Nuestra imaginación está atrapada en la cultura popular, en especial desde que el cine fijó en ella el ataúd que, con un leve chirrido o de golpe, se abre para dejar salir a un vampiro o un zombie. Pero, en realidad, el uso de ataúdes y féretros para los enterramientos no era tan común hasta hace un par de siglos.
Los recipientes funerarios existen desde antiguo: de mimbre, de madera, de barro… El féretro de madera, acolchado, con decoración, tal y como lo conocemos ahora, comenzó a popularizarse desde finales del siglo XVIII cuando las leyes sobre los enterramientos empezaron a imponerse. Y aquella costumbre de inhumar con un sudario o directamente en tierra, dentro de la población, dejó de ser costumbre.
Dejando a un lado la realidad, la literatura nos dejó la que es, sin duda, la historia de un ataúd (o de cajas llenas de tierra de Transilvania) viajero que, años más tarde, sirvió para alimentar una leyenda en España.
En 1917, un barco procedente de Europa del Este atracó en el puerto de Cartagena. En su bodega viajaba un ataúd que nadie reclamó. Este permaneció un tiempo en la ciudad. Meses después, alguien lo hizo trasladar a La Coruña y comenzó la rumorología: en cada parada que hacía el féretro se producían sucesos extraños, muertes inexplicables. Al llegar a Galicia, nadie fue a recogerlo y el ataúd comenzó su viaje de regreso a Cartagena. Otra vez muertes inexplicables y rumores de vampirismo.

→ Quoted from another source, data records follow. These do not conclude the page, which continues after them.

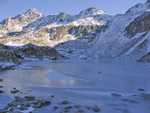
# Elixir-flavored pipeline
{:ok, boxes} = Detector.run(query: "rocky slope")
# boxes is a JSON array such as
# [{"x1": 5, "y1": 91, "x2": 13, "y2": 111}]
[{"x1": 0, "y1": 0, "x2": 150, "y2": 61}]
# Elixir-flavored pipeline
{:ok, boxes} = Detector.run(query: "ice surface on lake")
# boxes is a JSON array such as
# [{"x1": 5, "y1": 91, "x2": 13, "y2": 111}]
[{"x1": 0, "y1": 60, "x2": 150, "y2": 113}]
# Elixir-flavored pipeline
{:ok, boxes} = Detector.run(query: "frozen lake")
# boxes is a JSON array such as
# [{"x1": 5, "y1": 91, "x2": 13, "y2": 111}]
[{"x1": 0, "y1": 60, "x2": 150, "y2": 113}]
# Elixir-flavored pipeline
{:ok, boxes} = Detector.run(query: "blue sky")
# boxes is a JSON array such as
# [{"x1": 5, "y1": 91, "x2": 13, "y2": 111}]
[{"x1": 0, "y1": 0, "x2": 146, "y2": 20}]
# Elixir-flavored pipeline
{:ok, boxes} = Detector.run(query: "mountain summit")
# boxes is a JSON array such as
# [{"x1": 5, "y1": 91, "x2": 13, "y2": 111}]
[{"x1": 80, "y1": 7, "x2": 106, "y2": 15}]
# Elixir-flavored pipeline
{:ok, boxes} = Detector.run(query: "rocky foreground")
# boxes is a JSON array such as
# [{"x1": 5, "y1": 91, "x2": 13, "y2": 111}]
[{"x1": 0, "y1": 76, "x2": 150, "y2": 113}]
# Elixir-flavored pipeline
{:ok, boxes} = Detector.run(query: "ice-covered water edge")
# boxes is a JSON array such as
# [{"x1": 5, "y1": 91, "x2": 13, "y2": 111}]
[{"x1": 0, "y1": 61, "x2": 149, "y2": 113}]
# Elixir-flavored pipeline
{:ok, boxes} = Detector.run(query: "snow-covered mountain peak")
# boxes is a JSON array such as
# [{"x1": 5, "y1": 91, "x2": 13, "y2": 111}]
[
  {"x1": 79, "y1": 7, "x2": 106, "y2": 15},
  {"x1": 24, "y1": 8, "x2": 43, "y2": 17}
]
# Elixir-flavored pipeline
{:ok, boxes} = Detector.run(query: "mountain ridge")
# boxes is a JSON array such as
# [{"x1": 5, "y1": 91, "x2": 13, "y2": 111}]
[{"x1": 0, "y1": 0, "x2": 150, "y2": 60}]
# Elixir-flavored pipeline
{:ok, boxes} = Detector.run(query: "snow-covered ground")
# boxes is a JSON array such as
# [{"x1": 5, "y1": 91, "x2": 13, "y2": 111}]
[{"x1": 0, "y1": 59, "x2": 150, "y2": 113}]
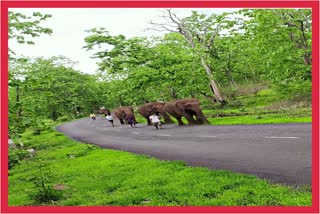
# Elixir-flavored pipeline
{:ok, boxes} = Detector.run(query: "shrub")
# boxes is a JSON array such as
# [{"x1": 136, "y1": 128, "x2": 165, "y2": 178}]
[
  {"x1": 29, "y1": 159, "x2": 62, "y2": 204},
  {"x1": 8, "y1": 148, "x2": 29, "y2": 169}
]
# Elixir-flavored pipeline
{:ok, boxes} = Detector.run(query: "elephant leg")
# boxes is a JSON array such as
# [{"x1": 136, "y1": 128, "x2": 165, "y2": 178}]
[
  {"x1": 162, "y1": 114, "x2": 172, "y2": 124},
  {"x1": 184, "y1": 112, "x2": 197, "y2": 125}
]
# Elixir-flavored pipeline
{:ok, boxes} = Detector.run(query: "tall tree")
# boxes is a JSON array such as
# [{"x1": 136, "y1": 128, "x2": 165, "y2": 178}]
[{"x1": 151, "y1": 9, "x2": 235, "y2": 105}]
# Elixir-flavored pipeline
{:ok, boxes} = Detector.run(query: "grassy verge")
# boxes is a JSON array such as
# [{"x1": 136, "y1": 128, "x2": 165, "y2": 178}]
[{"x1": 9, "y1": 130, "x2": 311, "y2": 206}]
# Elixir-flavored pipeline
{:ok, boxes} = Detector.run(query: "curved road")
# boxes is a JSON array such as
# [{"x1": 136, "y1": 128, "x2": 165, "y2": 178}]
[{"x1": 57, "y1": 117, "x2": 311, "y2": 185}]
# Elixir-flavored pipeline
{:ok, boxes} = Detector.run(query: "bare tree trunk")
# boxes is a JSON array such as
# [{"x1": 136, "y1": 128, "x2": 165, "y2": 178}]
[
  {"x1": 201, "y1": 57, "x2": 223, "y2": 103},
  {"x1": 16, "y1": 85, "x2": 22, "y2": 120}
]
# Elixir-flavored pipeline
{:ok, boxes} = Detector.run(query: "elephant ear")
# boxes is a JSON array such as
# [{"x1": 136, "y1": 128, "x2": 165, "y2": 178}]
[{"x1": 175, "y1": 102, "x2": 185, "y2": 111}]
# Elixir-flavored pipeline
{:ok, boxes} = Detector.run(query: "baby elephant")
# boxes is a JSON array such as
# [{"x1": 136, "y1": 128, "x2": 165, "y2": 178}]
[{"x1": 164, "y1": 99, "x2": 208, "y2": 126}]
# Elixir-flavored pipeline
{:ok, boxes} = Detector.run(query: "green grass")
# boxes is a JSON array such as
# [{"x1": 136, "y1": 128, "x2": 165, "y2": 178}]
[{"x1": 9, "y1": 130, "x2": 311, "y2": 206}]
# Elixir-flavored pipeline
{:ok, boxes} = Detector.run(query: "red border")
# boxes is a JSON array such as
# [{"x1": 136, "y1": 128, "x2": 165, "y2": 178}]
[{"x1": 1, "y1": 0, "x2": 319, "y2": 213}]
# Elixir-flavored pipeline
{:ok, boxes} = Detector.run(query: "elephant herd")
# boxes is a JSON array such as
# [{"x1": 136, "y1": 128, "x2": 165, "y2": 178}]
[{"x1": 99, "y1": 99, "x2": 208, "y2": 126}]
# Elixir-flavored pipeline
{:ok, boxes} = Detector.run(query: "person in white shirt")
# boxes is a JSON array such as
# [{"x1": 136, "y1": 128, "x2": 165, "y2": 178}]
[
  {"x1": 149, "y1": 113, "x2": 162, "y2": 129},
  {"x1": 106, "y1": 114, "x2": 114, "y2": 127}
]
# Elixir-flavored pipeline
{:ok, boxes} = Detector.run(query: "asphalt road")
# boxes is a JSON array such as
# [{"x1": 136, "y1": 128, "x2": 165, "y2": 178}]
[{"x1": 57, "y1": 117, "x2": 311, "y2": 185}]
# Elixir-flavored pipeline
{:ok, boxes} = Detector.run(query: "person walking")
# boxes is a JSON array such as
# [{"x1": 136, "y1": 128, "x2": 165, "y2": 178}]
[
  {"x1": 149, "y1": 113, "x2": 162, "y2": 129},
  {"x1": 106, "y1": 114, "x2": 114, "y2": 127},
  {"x1": 126, "y1": 115, "x2": 136, "y2": 128},
  {"x1": 90, "y1": 113, "x2": 96, "y2": 120}
]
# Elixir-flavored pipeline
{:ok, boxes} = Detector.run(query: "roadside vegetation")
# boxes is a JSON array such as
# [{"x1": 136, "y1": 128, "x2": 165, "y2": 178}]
[
  {"x1": 8, "y1": 9, "x2": 312, "y2": 206},
  {"x1": 9, "y1": 129, "x2": 311, "y2": 206}
]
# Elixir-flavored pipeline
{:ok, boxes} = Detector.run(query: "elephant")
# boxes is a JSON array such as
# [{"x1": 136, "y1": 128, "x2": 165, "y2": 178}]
[
  {"x1": 137, "y1": 102, "x2": 173, "y2": 125},
  {"x1": 98, "y1": 108, "x2": 111, "y2": 115},
  {"x1": 113, "y1": 106, "x2": 137, "y2": 124},
  {"x1": 164, "y1": 98, "x2": 208, "y2": 126}
]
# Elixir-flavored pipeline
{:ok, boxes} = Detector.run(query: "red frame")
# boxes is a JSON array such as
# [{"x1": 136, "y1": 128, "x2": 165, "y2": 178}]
[{"x1": 0, "y1": 0, "x2": 319, "y2": 213}]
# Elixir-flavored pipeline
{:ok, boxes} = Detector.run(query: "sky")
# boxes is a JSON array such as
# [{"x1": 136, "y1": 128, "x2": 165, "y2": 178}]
[{"x1": 9, "y1": 8, "x2": 235, "y2": 74}]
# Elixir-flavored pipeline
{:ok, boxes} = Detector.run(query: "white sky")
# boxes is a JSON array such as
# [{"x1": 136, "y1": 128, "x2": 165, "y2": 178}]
[{"x1": 9, "y1": 8, "x2": 239, "y2": 73}]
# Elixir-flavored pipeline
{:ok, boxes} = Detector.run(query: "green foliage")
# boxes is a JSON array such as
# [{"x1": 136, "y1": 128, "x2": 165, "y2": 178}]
[
  {"x1": 8, "y1": 11, "x2": 52, "y2": 53},
  {"x1": 8, "y1": 148, "x2": 29, "y2": 169},
  {"x1": 29, "y1": 160, "x2": 62, "y2": 205}
]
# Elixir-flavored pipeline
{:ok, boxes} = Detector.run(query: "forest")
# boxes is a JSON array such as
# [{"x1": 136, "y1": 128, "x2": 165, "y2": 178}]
[
  {"x1": 9, "y1": 9, "x2": 312, "y2": 137},
  {"x1": 8, "y1": 9, "x2": 312, "y2": 206}
]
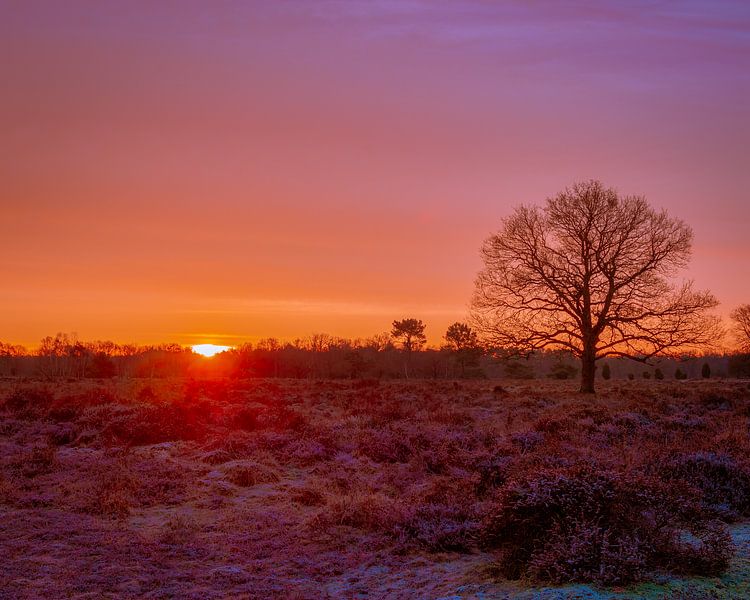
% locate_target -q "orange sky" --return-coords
[0,0,750,346]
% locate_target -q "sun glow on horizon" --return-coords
[191,344,232,358]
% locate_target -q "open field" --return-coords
[0,379,750,598]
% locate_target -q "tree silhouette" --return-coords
[472,181,718,393]
[730,304,750,352]
[391,319,427,379]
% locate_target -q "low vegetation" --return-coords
[0,379,750,598]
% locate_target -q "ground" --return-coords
[0,379,750,599]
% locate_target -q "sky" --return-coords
[0,0,750,347]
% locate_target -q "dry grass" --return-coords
[0,380,750,598]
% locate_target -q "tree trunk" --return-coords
[581,350,596,394]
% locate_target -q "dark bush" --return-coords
[481,465,731,584]
[4,388,55,419]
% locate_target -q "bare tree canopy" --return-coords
[730,304,750,352]
[472,181,718,392]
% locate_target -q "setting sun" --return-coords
[192,344,231,358]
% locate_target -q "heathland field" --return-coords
[0,379,750,599]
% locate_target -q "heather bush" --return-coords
[481,464,729,584]
[3,387,55,419]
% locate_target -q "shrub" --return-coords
[481,464,731,584]
[547,363,578,379]
[4,387,55,419]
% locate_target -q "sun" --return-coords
[192,344,232,358]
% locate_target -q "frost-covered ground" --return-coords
[0,381,750,599]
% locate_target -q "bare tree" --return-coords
[472,181,718,393]
[391,319,427,379]
[443,321,482,377]
[730,304,750,352]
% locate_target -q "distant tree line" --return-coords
[0,318,750,380]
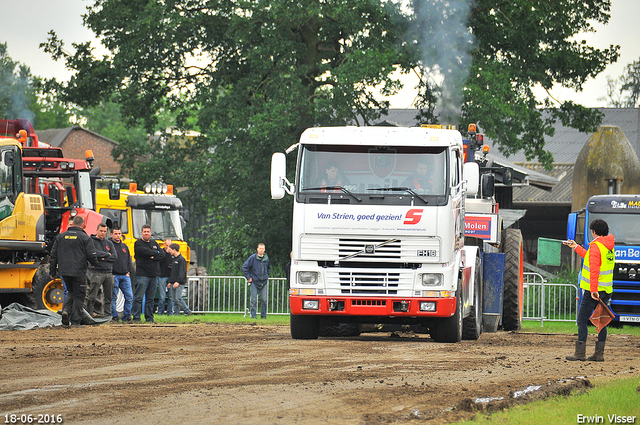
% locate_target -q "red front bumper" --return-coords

Una vez en Cartagena, un aristócrata serbio reclamó el féreto y lo enterró en un lugar que hoy se desconoce. Y se desconoce porque, después de ser investigado el caso en el siglo XXI, nada de esto ocurrió.
Las leyendas urbanas (de ataúdes y féretros) surgen porque los mitos, los miedos y el folclore siguen vivos en el inconsciente de toda una población. Larga vida a la imaginación.